From: Bjorn Helgaas <helgaas@kernel.org>
To: Logan Gunthorpe <logang@deltatee.com>,
Alex Williamson <alex.williamson@redhat.com>
Cc: "Jens Axboe" <axboe@kernel.dk>,
"Keith Busch" <keith.busch@intel.com>,
linux-nvdimm@lists.01.org, linux-rdma@vger.kernel.org,
linux-pci@vger.kernel.org, linux-kernel@vger.kernel.org,
linux-nvme@lists.infradead.org, linux-block@vger.kernel.org,
"Jérôme Glisse" <jglisse@redhat.com>,
"Jason Gunthorpe" <jgg@mellanox.com>,
"Christian König" <christian.koenig@amd.com>,
"Benjamin Herrenschmidt" <benh@kernel.crashing.org>,
"Bjorn Helgaas" <bhelgaas@google.com>,
"Max Gurtovoy" <maxg@mellanox.com>,
"Christoph Hellwig" <hch@lst.de>
Subject: Re: [PATCH v4 04/14] PCI/P2PDMA: Clear ACS P2P flags for all devices behind switches
Date: Mon, 7 May 2018 18:13:06 -0500 [thread overview]
Message-ID: <20180507231306.GG161390@bhelgaas-glaptop.roam.corp.google.com> (raw)
In-Reply-To: <20180423233046.21476-5-logang@deltatee.com>
[+to Alex]
Alex,
Are you happy with this strategy of turning off ACS based on
CONFIG_PCI_P2PDMA? We only check this at enumeration-time and
I don't know if there are other places we would care?

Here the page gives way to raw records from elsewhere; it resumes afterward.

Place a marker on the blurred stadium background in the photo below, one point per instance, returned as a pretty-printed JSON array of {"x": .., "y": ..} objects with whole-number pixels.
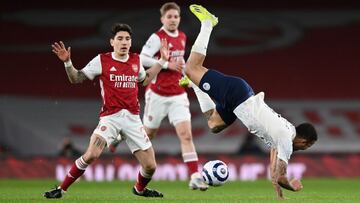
[{"x": 304, "y": 55}]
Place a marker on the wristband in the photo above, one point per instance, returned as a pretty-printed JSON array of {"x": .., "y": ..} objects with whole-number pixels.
[
  {"x": 163, "y": 63},
  {"x": 68, "y": 63}
]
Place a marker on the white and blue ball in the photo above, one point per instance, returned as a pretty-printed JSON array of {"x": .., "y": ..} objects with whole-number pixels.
[{"x": 215, "y": 173}]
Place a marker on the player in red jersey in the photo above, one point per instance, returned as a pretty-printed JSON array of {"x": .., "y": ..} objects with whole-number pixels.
[
  {"x": 164, "y": 96},
  {"x": 119, "y": 73}
]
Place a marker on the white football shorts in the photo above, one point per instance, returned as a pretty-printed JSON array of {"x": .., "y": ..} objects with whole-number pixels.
[
  {"x": 157, "y": 107},
  {"x": 130, "y": 126}
]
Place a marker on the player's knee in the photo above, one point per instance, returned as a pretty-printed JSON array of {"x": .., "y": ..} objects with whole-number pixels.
[
  {"x": 151, "y": 133},
  {"x": 150, "y": 167},
  {"x": 91, "y": 156},
  {"x": 190, "y": 67},
  {"x": 216, "y": 128},
  {"x": 185, "y": 136}
]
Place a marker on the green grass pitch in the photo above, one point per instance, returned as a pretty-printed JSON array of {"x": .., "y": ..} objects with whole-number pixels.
[{"x": 315, "y": 190}]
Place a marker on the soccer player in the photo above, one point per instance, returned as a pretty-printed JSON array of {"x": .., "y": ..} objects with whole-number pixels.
[
  {"x": 119, "y": 73},
  {"x": 235, "y": 99},
  {"x": 164, "y": 96}
]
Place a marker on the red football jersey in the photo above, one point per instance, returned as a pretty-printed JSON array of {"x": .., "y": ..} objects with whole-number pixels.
[
  {"x": 119, "y": 85},
  {"x": 167, "y": 81}
]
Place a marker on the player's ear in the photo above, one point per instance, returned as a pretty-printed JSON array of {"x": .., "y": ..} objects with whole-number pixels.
[{"x": 112, "y": 42}]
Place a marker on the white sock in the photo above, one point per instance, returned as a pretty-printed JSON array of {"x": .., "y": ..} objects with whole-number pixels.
[
  {"x": 206, "y": 103},
  {"x": 190, "y": 156},
  {"x": 202, "y": 40}
]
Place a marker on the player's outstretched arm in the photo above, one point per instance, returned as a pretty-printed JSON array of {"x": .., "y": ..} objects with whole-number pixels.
[
  {"x": 278, "y": 168},
  {"x": 64, "y": 55},
  {"x": 156, "y": 68},
  {"x": 273, "y": 164}
]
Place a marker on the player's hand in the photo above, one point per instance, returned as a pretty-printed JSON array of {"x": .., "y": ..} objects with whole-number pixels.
[
  {"x": 164, "y": 50},
  {"x": 296, "y": 184},
  {"x": 176, "y": 66},
  {"x": 61, "y": 52}
]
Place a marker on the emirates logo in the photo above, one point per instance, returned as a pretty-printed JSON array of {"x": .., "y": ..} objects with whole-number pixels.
[{"x": 135, "y": 68}]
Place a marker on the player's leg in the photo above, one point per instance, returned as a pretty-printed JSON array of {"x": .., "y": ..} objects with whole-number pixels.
[
  {"x": 94, "y": 150},
  {"x": 194, "y": 65},
  {"x": 155, "y": 111},
  {"x": 140, "y": 145},
  {"x": 179, "y": 116},
  {"x": 147, "y": 161},
  {"x": 189, "y": 154}
]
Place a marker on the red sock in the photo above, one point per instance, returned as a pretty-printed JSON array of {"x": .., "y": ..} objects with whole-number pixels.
[
  {"x": 71, "y": 176},
  {"x": 141, "y": 182},
  {"x": 192, "y": 167}
]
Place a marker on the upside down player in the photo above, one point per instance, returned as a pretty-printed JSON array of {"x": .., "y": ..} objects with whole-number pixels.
[
  {"x": 235, "y": 99},
  {"x": 119, "y": 73}
]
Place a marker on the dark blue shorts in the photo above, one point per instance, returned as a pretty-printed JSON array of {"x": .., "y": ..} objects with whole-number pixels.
[{"x": 227, "y": 91}]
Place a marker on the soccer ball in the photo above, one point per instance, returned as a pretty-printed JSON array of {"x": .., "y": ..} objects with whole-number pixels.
[{"x": 215, "y": 173}]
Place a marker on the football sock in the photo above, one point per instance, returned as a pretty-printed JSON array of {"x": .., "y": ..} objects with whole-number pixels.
[
  {"x": 205, "y": 102},
  {"x": 77, "y": 169},
  {"x": 142, "y": 180},
  {"x": 191, "y": 161},
  {"x": 202, "y": 40}
]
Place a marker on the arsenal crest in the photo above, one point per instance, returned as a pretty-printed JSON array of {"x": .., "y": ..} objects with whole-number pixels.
[
  {"x": 135, "y": 68},
  {"x": 183, "y": 43}
]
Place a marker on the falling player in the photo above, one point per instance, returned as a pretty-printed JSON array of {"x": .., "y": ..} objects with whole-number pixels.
[{"x": 235, "y": 99}]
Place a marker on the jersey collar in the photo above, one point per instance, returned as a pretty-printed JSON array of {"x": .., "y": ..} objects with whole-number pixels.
[{"x": 121, "y": 60}]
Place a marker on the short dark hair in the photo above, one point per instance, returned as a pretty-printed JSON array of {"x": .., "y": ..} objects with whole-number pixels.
[
  {"x": 167, "y": 6},
  {"x": 117, "y": 27},
  {"x": 306, "y": 131}
]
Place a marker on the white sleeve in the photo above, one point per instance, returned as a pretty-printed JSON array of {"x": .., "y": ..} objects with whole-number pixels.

On Mon, Apr 23, 2018 at 05:30:36PM -0600, Logan Gunthorpe wrote:
> For peer-to-peer transactions to work the downstream ports in each
> switch must not have the ACS flags set. At this time there is no way
> to dynamically change the flags and update the corresponding IOMMU
> groups so this is done at enumeration time before the groups are
> assigned.
>
> This effectively means that if CONFIG_PCI_P2PDMA is selected then
> all devices behind any PCIe switch heirarchy will be in the same IOMMU
> group. Which implies that individual devices behind any switch
> heirarchy will not be able to be assigned to separate VMs because
> there is no isolation between them. Additionally, any malicious PCIe
> devices will be able to DMA to memory exposed by other EPs in the same
> domain as TLPs will not be checked by the IOMMU.
>
> Given that the intended use case of P2P Memory is for users with
> custom hardware designed for purpose, we do not expect distributors
> to ever need to enable this option. Users that want to use P2P
> must have compiled a custom kernel with this configuration option
> and understand the implications regarding ACS. They will either
> not require ACS or will have design the system in such a way that
> devices that require isolation will be separate from those using P2P
> transactions.
>
> Signed-off-by: Logan Gunthorpe <logang@deltatee.com>
> ---
> drivers/pci/Kconfig | 9 +++++++++
> drivers/pci/p2pdma.c | 45 ++++++++++++++++++++++++++++++---------------
> drivers/pci/pci.c | 6 ++++++
> include/linux/pci-p2pdma.h | 5 +++++
> 4 files changed, 50 insertions(+), 15 deletions(-)
>
> diff --git a/drivers/pci/Kconfig b/drivers/pci/Kconfig
> index b2396c22b53e..b6db41d4b708 100644
> --- a/drivers/pci/Kconfig
> +++ b/drivers/pci/Kconfig
> @@ -139,6 +139,15 @@ config PCI_P2PDMA
> transations must be between devices behind the same root port.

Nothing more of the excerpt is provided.